Great job pal I know what those grading are like. My last grading was YYEEEEAAARS ago lol I wish I could go back but I just can't


----------



## Puppet Master (Jan 1, 2012)

Good job no idea what any of the colors mean (my style is white to 3rd Kyu than brown till first dan ie black)but I know how tests can be for people. Went through my first test last month (felt no anxiety just excitement look forward to the next one lol) and passed so I do know how tests can be. I'm curious what style of Karate are you in?


----------



## Brilliantly Beta (Aug 5, 2012)

WhatWentWrong said:


> Great job pal I know what those grading are like. My last grading was YYEEEEAAARS ago lol I wish I could go back but I just can't


Ahh thats a shame  what belt did you get and why did you have to quit if I'm ok asking?


----------



## Brilliantly Beta (Aug 5, 2012)

Ahvav said:


> Good job, I had my test a few days ago.
> 
> The test was 3.5 hours and I almost fainted a few times thanks to my stomach flu.
> 
> I was lucky enough to get my blue and purple belt.


Ahhh s**t thats not good  This one was an hour and a half but man did they work us!


----------



## Brilliantly Beta (Aug 5, 2012)

Puppet Master said:


> Good job no idea what any of the colors mean (my style is white to 3rd Kyu than brown till first dan ie black)but I know how tests can be for people. Went through my first test last month (felt no anxiety just excitement look forward to the next one lol) and passed so I do know how tests can be. I'm curious what style of Karate are you in?

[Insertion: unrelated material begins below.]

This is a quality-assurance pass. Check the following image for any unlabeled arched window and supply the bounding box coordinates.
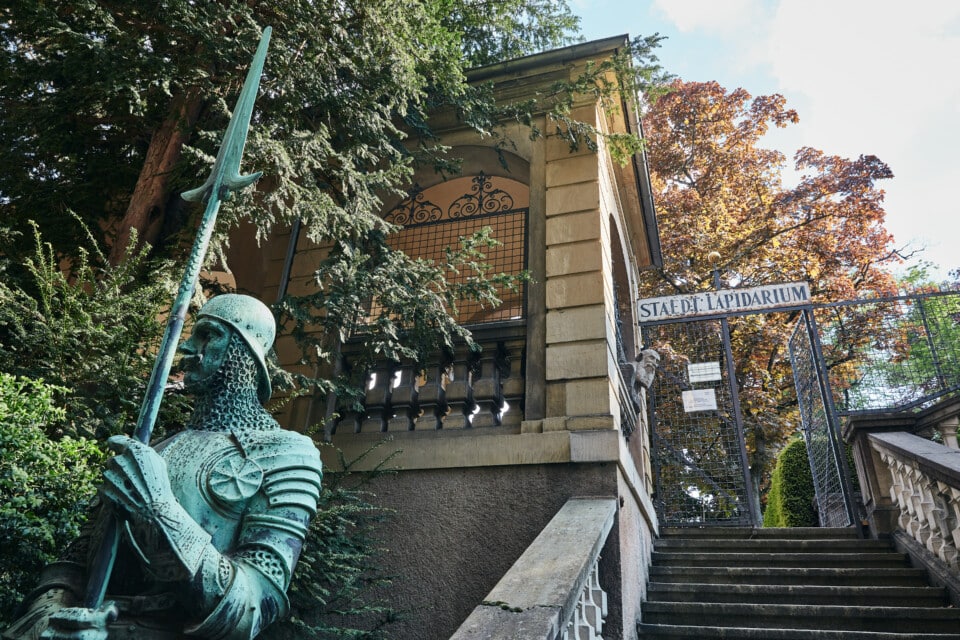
[384,173,530,325]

Ahhh yeah we do a similar grading pattern. Congrats for passing  I spose it was just fear of the unknown, as it was really nothing to fear  I do MSK/Mixed Style Karate so they incorporate their own parts into it. For instance, we get to learn some aikido, judo and knife defence etc as well as the karate, which will be so awesome  Loving Nunchakus and loving Bo staff even more :evil


----------



## Puppet Master (Jan 1, 2012)

ShyWolfie said:


> Ahhh yeah we do a similar grading pattern. Congrats for passing  I spose it was just fear of the unknown, as it was really nothing to fear  I do MSK/Mixed Style Karate so they incorporate their own parts into it. For instance, we get to learn some aikido, judo and knife defence etc as well as the karate, which will be so awesome  Loving Nunchakus and loving Bo staff even more :evil


Ah I see hahah my Sensei had me do a practice test with the kids class at the regular Dojo so I could get an idea of what to expect on that Thursday (test was on a Sunday in Chicago so not the usual training place). I screwed up on my Kata that day. But one of my Senseis told me "Don't worry if you have anxiety everyone gets it with belt tests even the black belts go through it". The entire trip their that morning I was looking over the book Karate-Do Kyohan making sure I had the directions for the kata correct in my head.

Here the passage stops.